Mas o leitor comum, aquele que lê apenas um jornal, quando muito, fica isolado das informações mais relevantes, e vai às urnas tangido pelo barulho dos marqueteiros, que a imprensa tradicional reproduz e amplifica.


O noticiário exilado


Já se disse aqui que, quando começam as campanhas eleitorais no Brasil, a primeira coisa que sai de cena é a verdade. Pode-se afirmar, também, que a primeira coisa que a imprensa abandona durante disputas eleitorais é o jornalismo de qualidade.


Uma busca em jornais de setembro até esta data, comparada aos meses anteriores, revela que até mesmo o noticiário econômico se ressente do novo critério de edição que se estabelece na chamada grande imprensa quando começa o jogo das urnas.


O exílio do noticiário econômico, escondido sob a avalancha de declarações e opiniões em torno da campanha eleitoral, pode servir ao propósito imediato das grandes empresas de mídia, de interferir na disputa e definir o resultado das urnas. Mas pode comprometer sua credibilidade para o futuro.


É de se perguntar quanto a recente democracia brasileira também poderá se ressentir de uma circunstância na qual o Brasil real fica alijado dos debates, e os temas centrais da nacionalidade são substituídos por factóides elaborados nas salas dos marqueteiros.


Essas figuras de cenário, que só se tornam visíveis nesse período da vida nacional, transformam-se nos personagens mais poderosos da República, capazes de fazer um ateu convicto posar de beato e de enterrar as mais concretas convicções de velhos militantes progressistas.


Ao adotar a posição subalterna de aceitar ser dirigida por interesses eleitorais, a imprensa pode estar acelerando o processo gerado pelas novas tecnologias de comunicação e informação, que promovem a substituição de antigas marcas do jornalismo pelos formatos mais dinâmicos das redes sociais.

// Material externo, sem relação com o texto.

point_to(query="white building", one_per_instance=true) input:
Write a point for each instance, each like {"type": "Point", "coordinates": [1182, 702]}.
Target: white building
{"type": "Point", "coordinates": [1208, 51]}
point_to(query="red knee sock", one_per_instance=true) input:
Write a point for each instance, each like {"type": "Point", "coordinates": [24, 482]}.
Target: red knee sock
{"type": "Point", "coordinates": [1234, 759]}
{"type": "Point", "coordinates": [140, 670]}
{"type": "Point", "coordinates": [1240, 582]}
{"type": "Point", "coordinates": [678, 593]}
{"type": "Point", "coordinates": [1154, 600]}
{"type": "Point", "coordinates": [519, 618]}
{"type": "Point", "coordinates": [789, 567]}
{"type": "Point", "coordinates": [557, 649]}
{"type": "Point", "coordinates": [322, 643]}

Assim como produzem efeitos no estado de espírito dos eleitores durante uma campanha aquecida por boatos, esses meios também servem como antídoto para o noticiário da chamada grande imprensa, estabelecendo-se um confronto que no longo prazo prejudica os veículos tradicionais.


Sabe-se agora que a eleição será definida nos detalhes, por estreita margem de votos. As duas semanas que restam para a decisão serão cruciais para os dois candidatos. Claramente posicionada em favor de um deles, tudo indica que a imprensa vai forçar a mão como nunca se viu por aqui.


Dois dias antes da eleição, vai ocorrer o debate final, e a interpretação do que ali se desenrolar pode ser decisiva para muitos eleitores. Já aconteceu antes e nada impede que aconteça outra vez a manipulação explícita dos fatos.


Nunca foi tão necessário observar a imprensa com olhos críticos.